The raster plots of the two higher-frequency cells (Fig. 1C,D) exhibit a visually noticeable reduction in the number of spikes occurring during the latter part of the stimulus duration. This reduction in firing rate is indicative of a second well known phenomenon, that of short-term adaptation (Kiang, 1965; Westerman and Smith, 1984). In chick auditory nerve, the average time constant of adaptation is 19 ms, but is much more pronounced in higher CF cells (Fig. 1, compare A,B with C,D), where the time constants of adaptation can be four times faster (Crumling and Saunders, 2007).
Spike-timing precision improves with increasing CF
An extraordinary feature of the peripheral auditory system is its ability to generate precisely timed spikes that are phase locked to the acoustic stimulus waveform (Kiang, 1965; Rose et al., 1967; Köppl, 1997). The temporal precision of auditory nerve responses from trial to trial has usually been measured using temporal dispersion, a quantity that is derived from the vector strength of the response (Goldberg and Brown, 1969) by assuming a rectangular or Gaussian distribution of spike occurrence times on each stimulus cycle (Hill et al., 1989; Köppl, 1997; Paolini et al., 2001). To avoid an assumption about the shape of the distribution, we measured the variability in spike timing on each stimulus cycle as the SD in spike times (temporal jitter; σ) obtained directly from the neural data.
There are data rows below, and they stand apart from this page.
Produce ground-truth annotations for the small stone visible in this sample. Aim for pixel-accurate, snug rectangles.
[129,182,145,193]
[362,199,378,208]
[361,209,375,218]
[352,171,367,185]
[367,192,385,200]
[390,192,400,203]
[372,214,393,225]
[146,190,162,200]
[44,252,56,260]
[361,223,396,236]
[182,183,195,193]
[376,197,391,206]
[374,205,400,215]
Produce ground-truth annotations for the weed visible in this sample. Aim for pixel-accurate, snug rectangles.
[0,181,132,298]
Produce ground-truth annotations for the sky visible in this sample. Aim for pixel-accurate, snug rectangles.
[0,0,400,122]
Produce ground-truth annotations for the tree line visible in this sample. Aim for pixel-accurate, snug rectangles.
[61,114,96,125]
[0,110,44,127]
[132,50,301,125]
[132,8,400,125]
In the same four cells as in Figure 1, σ of individual events tended to be distributed around a fairly stable mean value for a given CF (Fig. 2). Furthermore, temporal jitter decreased as CF increased from a mean value of 429 μs at 151 Hz to 107 μs at 2156 Hz. This increase in temporal precision seemed counter-intuitive to the observation that in this preparation, phase locking degrades with increased CF (Fukui et al., 2006; Furman et al., 2006). However, classical measures of phase locking are with respect to phase and can be misleading with respect to time. Because the length of the stimulus period decreases with increasing CF, even a poorly phase-locked response from a high-frequency cell can be temporally precise.
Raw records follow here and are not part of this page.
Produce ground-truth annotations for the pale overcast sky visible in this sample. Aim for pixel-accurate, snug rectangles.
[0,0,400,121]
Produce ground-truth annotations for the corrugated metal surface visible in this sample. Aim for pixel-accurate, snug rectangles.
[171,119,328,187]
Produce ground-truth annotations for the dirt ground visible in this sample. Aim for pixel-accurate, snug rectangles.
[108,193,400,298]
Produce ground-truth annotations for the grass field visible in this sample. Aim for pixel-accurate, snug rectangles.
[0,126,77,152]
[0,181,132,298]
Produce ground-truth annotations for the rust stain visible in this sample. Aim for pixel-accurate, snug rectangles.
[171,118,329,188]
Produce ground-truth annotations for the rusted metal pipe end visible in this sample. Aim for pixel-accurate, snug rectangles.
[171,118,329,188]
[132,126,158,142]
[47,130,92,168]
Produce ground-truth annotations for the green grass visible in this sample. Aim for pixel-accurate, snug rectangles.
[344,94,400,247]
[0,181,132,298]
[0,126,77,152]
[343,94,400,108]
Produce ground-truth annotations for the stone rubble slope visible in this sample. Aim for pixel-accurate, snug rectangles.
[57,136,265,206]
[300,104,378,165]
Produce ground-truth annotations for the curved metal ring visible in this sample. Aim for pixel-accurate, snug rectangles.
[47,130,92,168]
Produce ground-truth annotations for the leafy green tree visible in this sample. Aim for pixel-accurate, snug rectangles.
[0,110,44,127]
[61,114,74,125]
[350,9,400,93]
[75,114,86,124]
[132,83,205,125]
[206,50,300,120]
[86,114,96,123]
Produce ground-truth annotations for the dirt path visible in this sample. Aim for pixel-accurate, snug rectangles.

It is possible, given a finite data sample, to measure a very precise temporal jitter during the course of a brief stimulus cycle period that arises from random non-phase-locked responses. We used a Monte Carlo procedure, which generated simulated unsynchronized data (see Materials and Methods) to test whether the observed σ of individual events deviated significantly from σ attributed to unsynchronized or random firing during a comparable stimulus period. The open red circles in Figure 2D identify response events with temporal jitters that are not different from the temporal jitter of an unsynchronized or randomly firing neuron (see Materials and Methods). Rather than reflecting an absolute upper frequency limit to phase-locking, these marked events probably reflect an inability to measure small deviations from uniformity because of measurement noise in a finite data sample.
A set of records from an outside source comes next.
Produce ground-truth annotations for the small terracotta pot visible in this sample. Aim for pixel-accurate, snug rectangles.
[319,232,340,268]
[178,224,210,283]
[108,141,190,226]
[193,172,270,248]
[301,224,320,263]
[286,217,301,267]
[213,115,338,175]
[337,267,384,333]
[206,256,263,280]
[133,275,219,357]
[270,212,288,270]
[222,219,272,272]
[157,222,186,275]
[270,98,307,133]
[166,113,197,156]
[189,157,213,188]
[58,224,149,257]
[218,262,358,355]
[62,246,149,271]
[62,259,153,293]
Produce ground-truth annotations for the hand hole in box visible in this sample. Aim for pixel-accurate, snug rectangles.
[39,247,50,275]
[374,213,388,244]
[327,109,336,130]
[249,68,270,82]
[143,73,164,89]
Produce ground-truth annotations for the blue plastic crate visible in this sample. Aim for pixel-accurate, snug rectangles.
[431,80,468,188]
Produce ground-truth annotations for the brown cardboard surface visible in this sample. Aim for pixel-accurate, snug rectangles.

We calculated a mean σ for each neuron by averaging across all individual observed events. The mean temporal jitter as a function of CF declines from low to high frequencies and ranges from 576 μs down to 79 μs (Fig. 3), and is consistent with a previous study in chick that measured temporal jitter across CF (Fukui et al., 2006). The curved solid line on Figure 3 represents the temporal jitter that an unsynchronized neuron yields from the cycle-long window analysis. This corresponds to the stimulus period multiplied by (for derivation, see Materials and Methods). Note that all σ values lie below this line, suggesting that all neurons fired with a temporal precision that was better than unsynchronized. However, the red data points represent responses from which the mean σ contains >5% individual events that were not significantly different from an unsynchronized response as determined by the Monte Carlo procedure. Nevertheless, even in the cell with the smallest number of synchronized events, 22% of the events were significantly synchronized, demonstrating that some phase locking was measurable at all frequencies studied. Thus, even at frequencies up to 3 kHz, chick auditory nerve cells can track the acoustic waveform. These data demonstrated an increase in precision at higher frequencies. However, the experiments do not address whether this increase was caused by faster modulations in the stimulus waveform, tonotopic specializations in the hair cell-afferent fiber synapse, or an increase in the effect of refractoriness caused by shortened interspike intervals.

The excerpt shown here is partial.